De l’hiver 2016 au printemps 2017, Elizabeth Perceval et Nicolas Klotz ont filmé les métamorphoses de cette ville-monde, que l’on a surnommé “La Jungle”. Presque un an passé auprès d’hommes et de femmes originaires du Niger, d’Afghanistan ou encore de Syrie, pour qui l’exil est devenu la seule option. Avec eux, on assiste à la destruction de la Zone Sud et on prend part à leur rêve de rejoindre l’Angleterre, perçue comme l’espoir d’un ailleurs plus favorable… Entre attente et moments de découragement, tous façonnent la Lande de Calais, espace hybride à la portée mythologique.
Des mains qui pétrissent la pâte à pain, des corps qui se frôlent, amorcent des pas de danse dans l’obscurité de la nuit.

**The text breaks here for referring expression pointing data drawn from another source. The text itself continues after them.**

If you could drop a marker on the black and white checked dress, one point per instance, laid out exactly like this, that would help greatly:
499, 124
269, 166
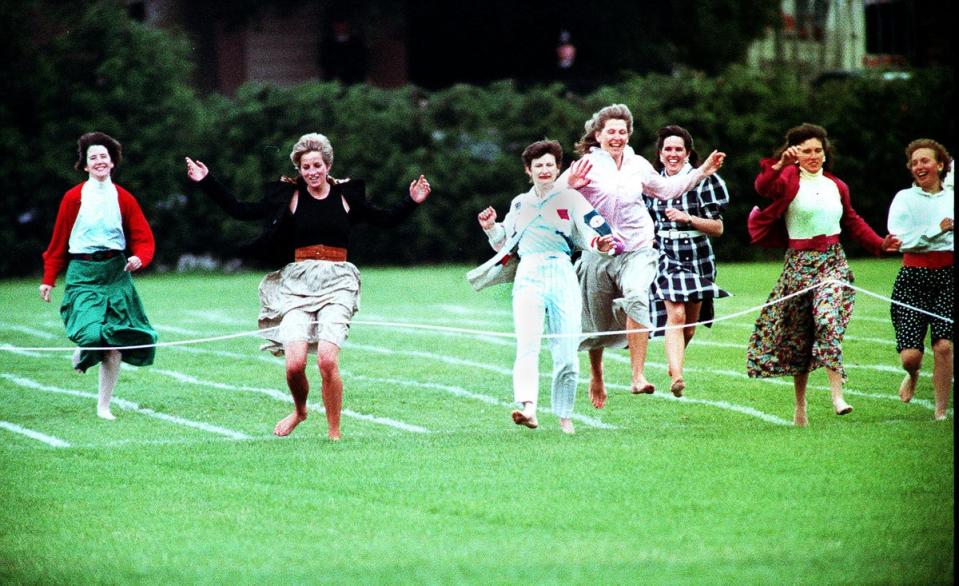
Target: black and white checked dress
687, 266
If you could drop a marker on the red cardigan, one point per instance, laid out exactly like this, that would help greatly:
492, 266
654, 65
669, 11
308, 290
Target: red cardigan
767, 226
135, 228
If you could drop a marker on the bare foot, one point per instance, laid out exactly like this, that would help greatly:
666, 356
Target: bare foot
907, 389
597, 393
642, 387
677, 387
520, 418
286, 425
842, 407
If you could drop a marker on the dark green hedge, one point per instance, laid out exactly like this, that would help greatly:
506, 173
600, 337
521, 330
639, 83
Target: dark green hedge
134, 83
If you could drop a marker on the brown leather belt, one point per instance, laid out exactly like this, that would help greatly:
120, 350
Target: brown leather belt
320, 252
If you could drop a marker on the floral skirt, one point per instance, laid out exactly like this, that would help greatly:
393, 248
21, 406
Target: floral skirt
803, 332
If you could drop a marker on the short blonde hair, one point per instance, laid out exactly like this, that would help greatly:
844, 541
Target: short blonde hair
598, 121
312, 142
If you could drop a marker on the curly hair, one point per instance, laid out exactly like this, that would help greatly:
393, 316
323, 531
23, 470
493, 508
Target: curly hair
598, 121
802, 133
674, 130
97, 139
942, 155
543, 147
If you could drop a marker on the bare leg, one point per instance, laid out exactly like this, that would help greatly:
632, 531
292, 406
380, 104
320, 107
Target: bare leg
597, 386
109, 372
942, 375
299, 387
835, 385
675, 343
799, 382
328, 359
911, 362
638, 342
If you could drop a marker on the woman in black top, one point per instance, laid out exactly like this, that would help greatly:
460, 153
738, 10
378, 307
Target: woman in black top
307, 305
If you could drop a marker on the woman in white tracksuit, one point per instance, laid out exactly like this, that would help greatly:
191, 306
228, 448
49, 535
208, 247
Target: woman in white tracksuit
544, 225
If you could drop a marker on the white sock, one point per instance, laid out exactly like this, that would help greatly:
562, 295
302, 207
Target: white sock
109, 372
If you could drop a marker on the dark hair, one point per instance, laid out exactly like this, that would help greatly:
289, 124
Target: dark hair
802, 133
97, 139
942, 155
673, 130
540, 148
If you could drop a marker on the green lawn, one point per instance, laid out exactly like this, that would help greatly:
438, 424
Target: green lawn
433, 482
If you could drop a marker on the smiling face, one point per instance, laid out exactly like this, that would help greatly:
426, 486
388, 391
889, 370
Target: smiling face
811, 155
543, 170
673, 155
613, 137
313, 169
99, 164
925, 169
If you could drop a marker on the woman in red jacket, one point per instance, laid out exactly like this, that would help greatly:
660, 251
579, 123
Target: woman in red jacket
810, 208
97, 222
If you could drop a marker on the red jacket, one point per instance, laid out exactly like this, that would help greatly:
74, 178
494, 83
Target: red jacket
135, 228
767, 226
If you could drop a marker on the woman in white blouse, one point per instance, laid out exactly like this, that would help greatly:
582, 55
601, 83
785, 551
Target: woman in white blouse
810, 208
923, 216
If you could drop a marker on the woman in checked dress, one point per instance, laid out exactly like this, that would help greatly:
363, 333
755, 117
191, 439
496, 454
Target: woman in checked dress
685, 287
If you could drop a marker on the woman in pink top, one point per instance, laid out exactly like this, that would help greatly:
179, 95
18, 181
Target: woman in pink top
810, 208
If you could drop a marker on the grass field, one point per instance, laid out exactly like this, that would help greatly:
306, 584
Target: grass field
433, 482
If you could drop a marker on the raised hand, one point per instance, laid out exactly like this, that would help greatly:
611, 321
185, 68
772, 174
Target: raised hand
891, 243
419, 189
713, 162
578, 172
196, 170
487, 218
133, 264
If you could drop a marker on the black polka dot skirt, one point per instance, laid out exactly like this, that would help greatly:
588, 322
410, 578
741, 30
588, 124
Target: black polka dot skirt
927, 289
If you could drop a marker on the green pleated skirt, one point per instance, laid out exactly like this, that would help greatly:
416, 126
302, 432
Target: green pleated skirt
101, 308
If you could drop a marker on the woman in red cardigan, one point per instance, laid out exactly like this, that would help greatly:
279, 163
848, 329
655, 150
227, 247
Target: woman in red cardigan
810, 208
97, 221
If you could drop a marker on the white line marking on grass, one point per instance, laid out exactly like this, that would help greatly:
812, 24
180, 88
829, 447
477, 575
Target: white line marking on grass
787, 382
126, 405
27, 330
286, 398
15, 350
720, 404
175, 330
431, 356
42, 437
461, 392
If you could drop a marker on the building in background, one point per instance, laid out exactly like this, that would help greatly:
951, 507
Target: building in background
821, 38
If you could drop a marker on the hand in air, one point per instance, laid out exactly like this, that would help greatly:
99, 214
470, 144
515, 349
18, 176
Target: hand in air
679, 216
713, 162
891, 243
578, 172
419, 189
487, 218
133, 264
196, 170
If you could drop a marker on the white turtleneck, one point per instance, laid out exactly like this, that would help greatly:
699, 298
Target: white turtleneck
817, 208
99, 225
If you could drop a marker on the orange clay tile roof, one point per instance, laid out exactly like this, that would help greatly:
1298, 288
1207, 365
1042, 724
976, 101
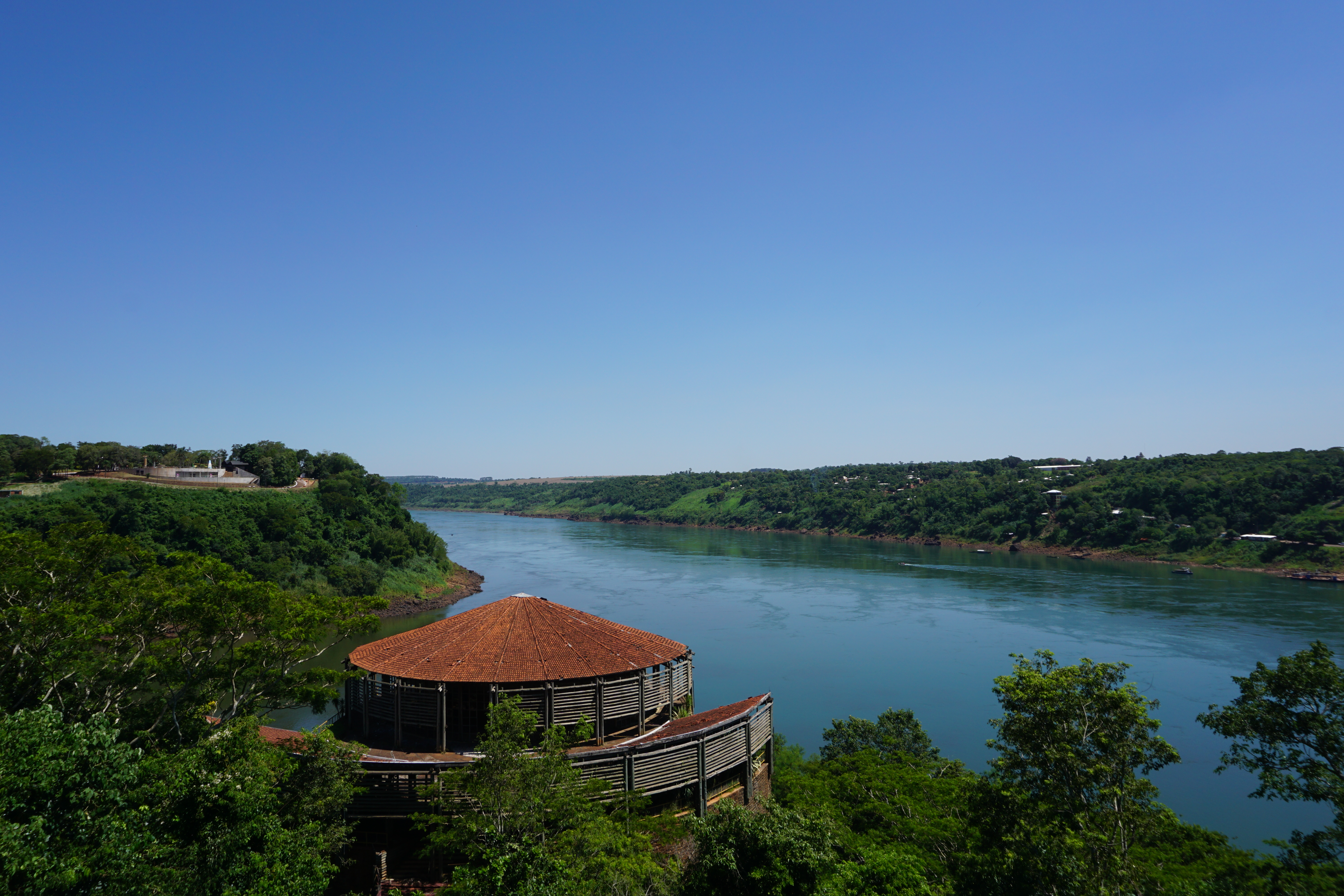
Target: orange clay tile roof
708, 719
519, 639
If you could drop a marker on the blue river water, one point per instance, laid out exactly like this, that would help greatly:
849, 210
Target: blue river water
845, 627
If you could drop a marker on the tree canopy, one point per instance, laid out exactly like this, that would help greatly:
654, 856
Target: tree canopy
1183, 506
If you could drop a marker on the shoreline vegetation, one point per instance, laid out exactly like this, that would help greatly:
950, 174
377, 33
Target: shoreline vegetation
347, 535
1189, 510
147, 632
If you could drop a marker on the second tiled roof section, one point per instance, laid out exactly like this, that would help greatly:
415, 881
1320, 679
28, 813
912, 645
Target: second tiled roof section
519, 639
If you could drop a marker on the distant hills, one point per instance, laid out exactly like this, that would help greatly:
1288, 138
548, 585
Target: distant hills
1183, 507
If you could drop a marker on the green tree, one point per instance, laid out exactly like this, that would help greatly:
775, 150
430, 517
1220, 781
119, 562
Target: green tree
37, 461
96, 625
1288, 729
1065, 801
236, 815
272, 461
85, 813
896, 731
776, 852
882, 872
71, 821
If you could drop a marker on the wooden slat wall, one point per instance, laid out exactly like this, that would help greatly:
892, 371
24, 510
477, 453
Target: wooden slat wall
657, 769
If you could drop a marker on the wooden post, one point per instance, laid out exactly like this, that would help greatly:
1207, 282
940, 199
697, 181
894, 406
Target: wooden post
702, 797
642, 703
769, 758
442, 718
600, 730
749, 780
690, 680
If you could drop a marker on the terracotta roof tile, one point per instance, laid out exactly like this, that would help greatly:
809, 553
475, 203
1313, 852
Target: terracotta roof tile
519, 639
708, 719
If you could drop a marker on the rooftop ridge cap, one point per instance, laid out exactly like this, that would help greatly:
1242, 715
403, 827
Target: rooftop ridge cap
627, 635
509, 636
537, 645
569, 643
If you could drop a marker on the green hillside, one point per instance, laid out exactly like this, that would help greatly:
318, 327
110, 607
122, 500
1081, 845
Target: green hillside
1183, 507
349, 535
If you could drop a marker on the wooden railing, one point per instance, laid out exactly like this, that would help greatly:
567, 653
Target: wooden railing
655, 765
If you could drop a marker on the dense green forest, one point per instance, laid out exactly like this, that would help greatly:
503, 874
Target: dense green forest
131, 688
349, 535
132, 682
1182, 507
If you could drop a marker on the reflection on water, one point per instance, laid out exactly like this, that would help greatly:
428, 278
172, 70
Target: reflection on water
839, 627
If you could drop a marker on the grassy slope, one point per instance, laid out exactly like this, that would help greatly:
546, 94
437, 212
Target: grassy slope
282, 535
1173, 508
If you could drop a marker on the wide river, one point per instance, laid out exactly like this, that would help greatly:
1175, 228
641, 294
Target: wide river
839, 627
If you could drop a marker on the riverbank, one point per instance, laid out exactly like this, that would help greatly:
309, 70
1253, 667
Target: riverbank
460, 584
1021, 547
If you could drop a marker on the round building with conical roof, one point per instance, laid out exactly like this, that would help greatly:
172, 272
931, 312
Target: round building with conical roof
432, 687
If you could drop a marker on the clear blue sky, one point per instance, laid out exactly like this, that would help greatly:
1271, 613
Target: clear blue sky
532, 240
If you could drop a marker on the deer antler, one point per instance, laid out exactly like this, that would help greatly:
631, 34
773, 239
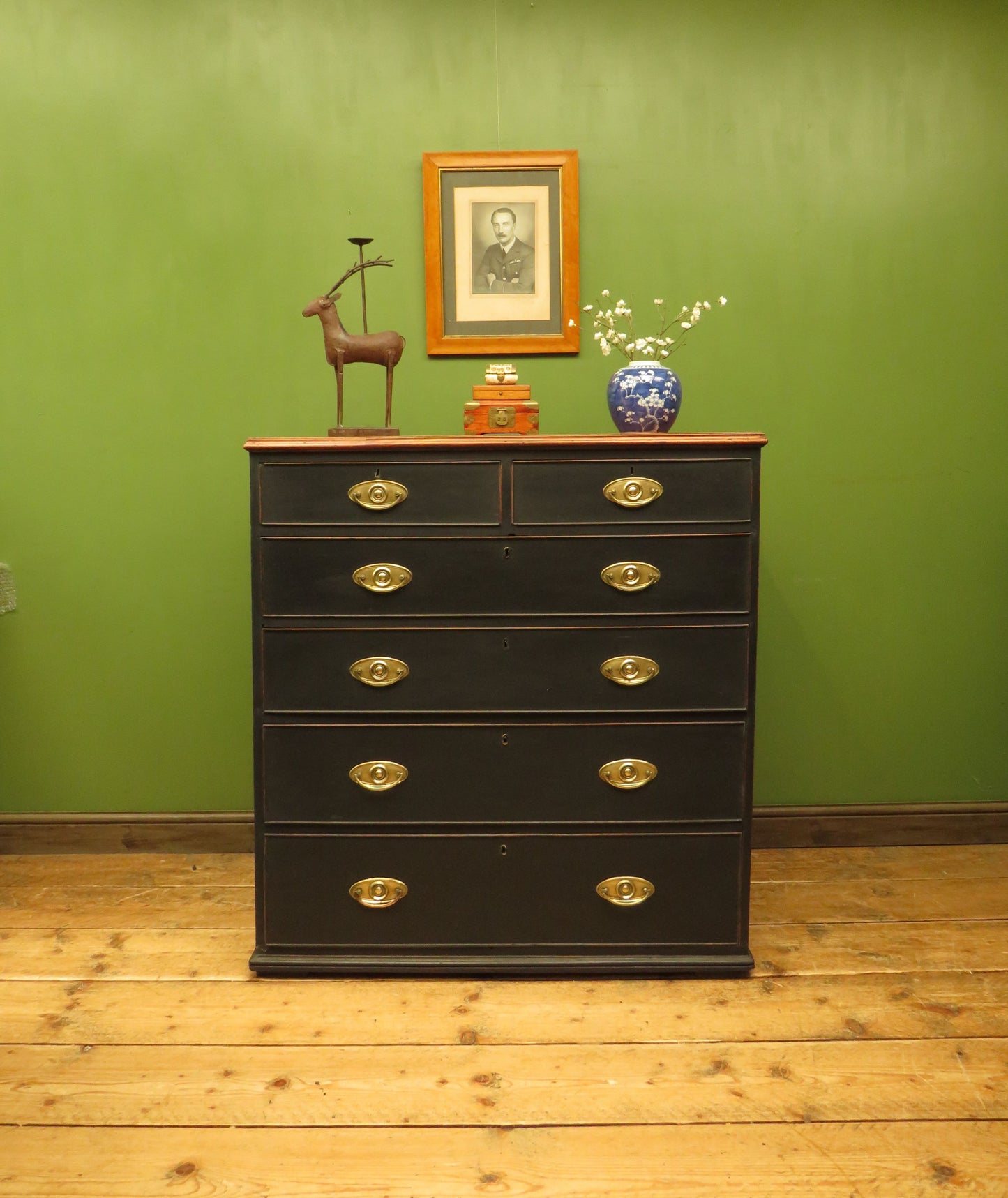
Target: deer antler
359, 267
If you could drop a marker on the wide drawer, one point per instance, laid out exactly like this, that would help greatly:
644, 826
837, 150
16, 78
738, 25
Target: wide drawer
476, 892
437, 493
485, 576
506, 670
575, 493
510, 773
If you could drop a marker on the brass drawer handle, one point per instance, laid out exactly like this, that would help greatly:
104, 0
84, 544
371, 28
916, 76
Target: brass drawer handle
633, 491
379, 671
630, 671
625, 892
379, 892
382, 576
377, 496
631, 576
629, 773
379, 775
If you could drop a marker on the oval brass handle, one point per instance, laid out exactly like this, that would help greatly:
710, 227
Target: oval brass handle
377, 496
631, 576
630, 671
379, 775
629, 773
382, 576
379, 892
633, 491
379, 671
625, 892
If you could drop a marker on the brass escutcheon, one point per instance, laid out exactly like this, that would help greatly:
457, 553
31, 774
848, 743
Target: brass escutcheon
629, 773
625, 892
630, 671
379, 892
377, 495
379, 671
379, 775
501, 417
382, 576
633, 491
630, 576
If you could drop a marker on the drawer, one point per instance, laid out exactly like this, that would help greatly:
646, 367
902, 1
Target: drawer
573, 493
503, 773
506, 670
437, 493
472, 893
486, 576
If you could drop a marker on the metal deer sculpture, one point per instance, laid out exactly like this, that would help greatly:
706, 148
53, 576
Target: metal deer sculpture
384, 349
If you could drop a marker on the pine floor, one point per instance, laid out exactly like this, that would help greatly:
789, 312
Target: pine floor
867, 1056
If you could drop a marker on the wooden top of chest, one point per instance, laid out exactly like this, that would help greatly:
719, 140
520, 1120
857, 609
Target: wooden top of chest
481, 444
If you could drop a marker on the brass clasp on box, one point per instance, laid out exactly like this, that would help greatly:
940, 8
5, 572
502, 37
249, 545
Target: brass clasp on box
625, 892
379, 892
379, 671
382, 576
501, 417
379, 775
628, 774
633, 491
377, 496
630, 671
631, 576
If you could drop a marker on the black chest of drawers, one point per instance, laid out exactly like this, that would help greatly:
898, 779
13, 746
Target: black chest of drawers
504, 705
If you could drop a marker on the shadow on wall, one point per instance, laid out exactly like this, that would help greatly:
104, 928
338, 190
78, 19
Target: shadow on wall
794, 675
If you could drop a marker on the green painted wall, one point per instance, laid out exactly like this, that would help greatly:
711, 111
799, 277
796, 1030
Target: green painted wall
177, 177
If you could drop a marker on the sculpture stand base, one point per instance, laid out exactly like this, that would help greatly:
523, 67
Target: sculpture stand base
363, 433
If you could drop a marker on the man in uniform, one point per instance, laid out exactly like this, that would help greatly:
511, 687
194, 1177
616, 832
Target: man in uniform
509, 265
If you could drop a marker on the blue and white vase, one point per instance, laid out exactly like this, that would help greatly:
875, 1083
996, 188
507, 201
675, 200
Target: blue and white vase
645, 397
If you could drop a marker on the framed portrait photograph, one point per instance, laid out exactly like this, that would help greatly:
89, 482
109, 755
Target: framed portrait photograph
501, 252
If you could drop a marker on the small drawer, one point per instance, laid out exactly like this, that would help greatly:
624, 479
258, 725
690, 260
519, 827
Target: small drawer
391, 494
474, 892
578, 493
496, 576
700, 668
503, 773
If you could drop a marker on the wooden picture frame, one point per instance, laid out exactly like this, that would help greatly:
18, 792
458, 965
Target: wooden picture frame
501, 252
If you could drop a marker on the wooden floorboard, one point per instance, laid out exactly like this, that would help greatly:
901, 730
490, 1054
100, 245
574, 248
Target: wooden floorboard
867, 1056
891, 1160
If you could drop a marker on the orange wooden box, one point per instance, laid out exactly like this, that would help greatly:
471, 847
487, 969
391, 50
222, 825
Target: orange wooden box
504, 392
485, 416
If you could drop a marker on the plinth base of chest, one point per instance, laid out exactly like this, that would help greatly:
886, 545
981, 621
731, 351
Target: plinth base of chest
273, 964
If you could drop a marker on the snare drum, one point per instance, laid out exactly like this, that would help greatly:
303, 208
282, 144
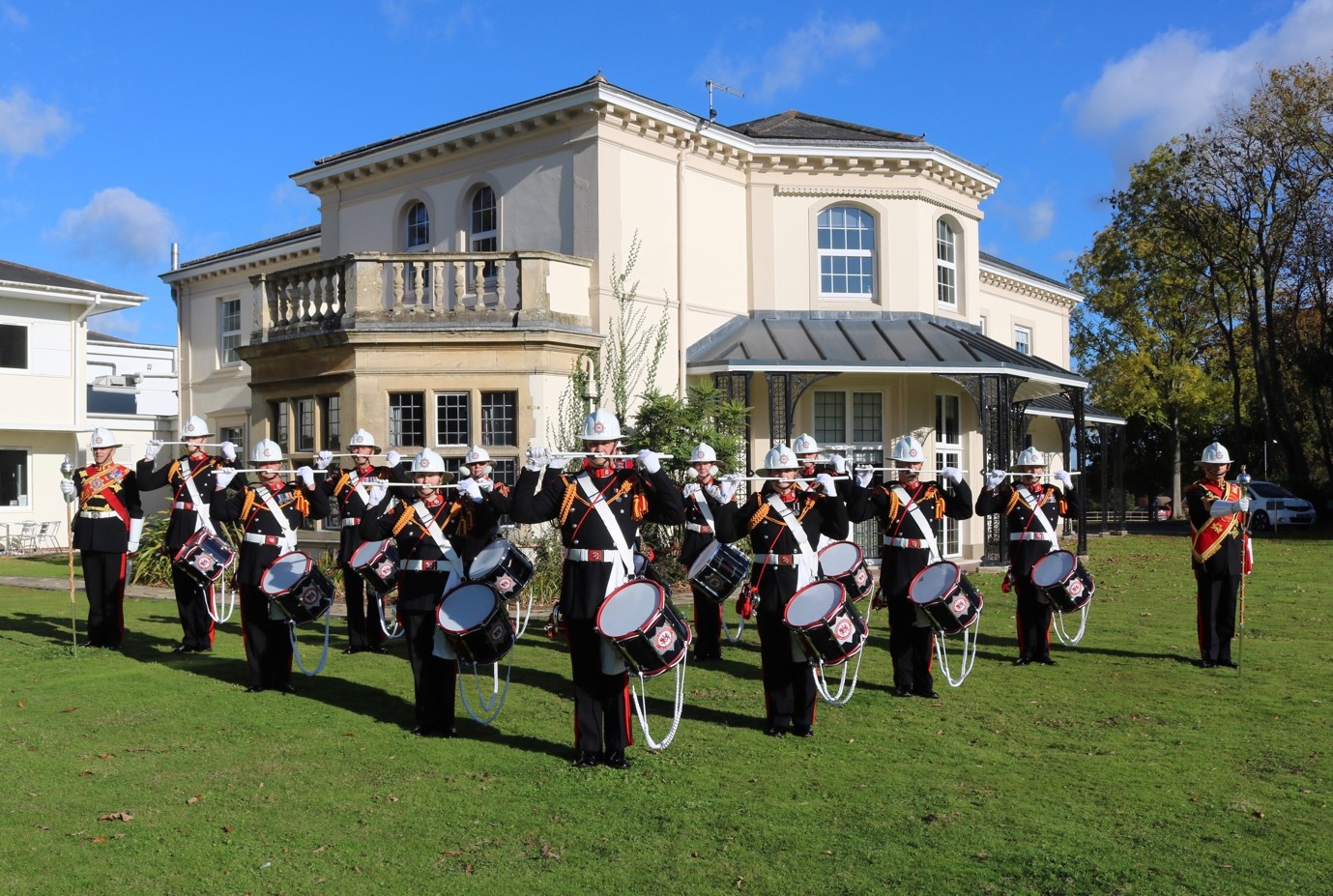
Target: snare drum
503, 566
476, 624
717, 569
1059, 576
826, 622
644, 627
204, 556
844, 564
945, 596
377, 564
300, 590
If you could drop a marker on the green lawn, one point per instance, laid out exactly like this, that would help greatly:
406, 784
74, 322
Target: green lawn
1122, 769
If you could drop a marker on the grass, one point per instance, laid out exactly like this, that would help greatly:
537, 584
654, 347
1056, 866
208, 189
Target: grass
1124, 769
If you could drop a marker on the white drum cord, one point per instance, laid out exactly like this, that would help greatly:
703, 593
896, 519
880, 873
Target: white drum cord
676, 709
1059, 625
324, 656
492, 705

Des chants, aussi. A la souffrance de ces vies volées, à l’horreur familière de ceux qui ont fui leur pays, se substitue la beauté de l’entraide, la noblesse des gestes quotidiens retrouvés. La Jungle, ce sont ces cabanes de bois, ces logements de bric et de broc, des abris qui deviennent foyers. Y vivent Zeid, Almaz, Zared. De jeunes femmes, des vieillards, des amants, des amis. Certains sont là depuis un an, d’autres viennent d’arriver. Les policiers les gazent, jettent leurs chiens sur eux, comme le raconte un jeune homme. Il fait froid, chaque jour est difficile. Mais la vie est là, pourtant, elle surgit de toutes parts, au détour d’un rire ou d’une voix qui entonne Diamonds de Rihanna. Derrière les barbelés des hautes grilles qui encerclent la zone, le port de Calais, d’où partent les bateaux. Un ferry, énorme et monstrueux, glisse lentement à l’horizon. En fond, résonne la clameur de la guerre, la stupéfaction d’y avoir survécu. La foi, aussi, dernier rempart contre le désespoir. Lorsque chacun se raconte, le silence se fait. La caméra, pudique, épouse les visages, recueille les confessions. En donnant la parole à ceux qu’on ne voit pas, Elizabeth Perceval et Nicolas Klotz leur rendent la dignité et la décence dont ils avaient été spoliés.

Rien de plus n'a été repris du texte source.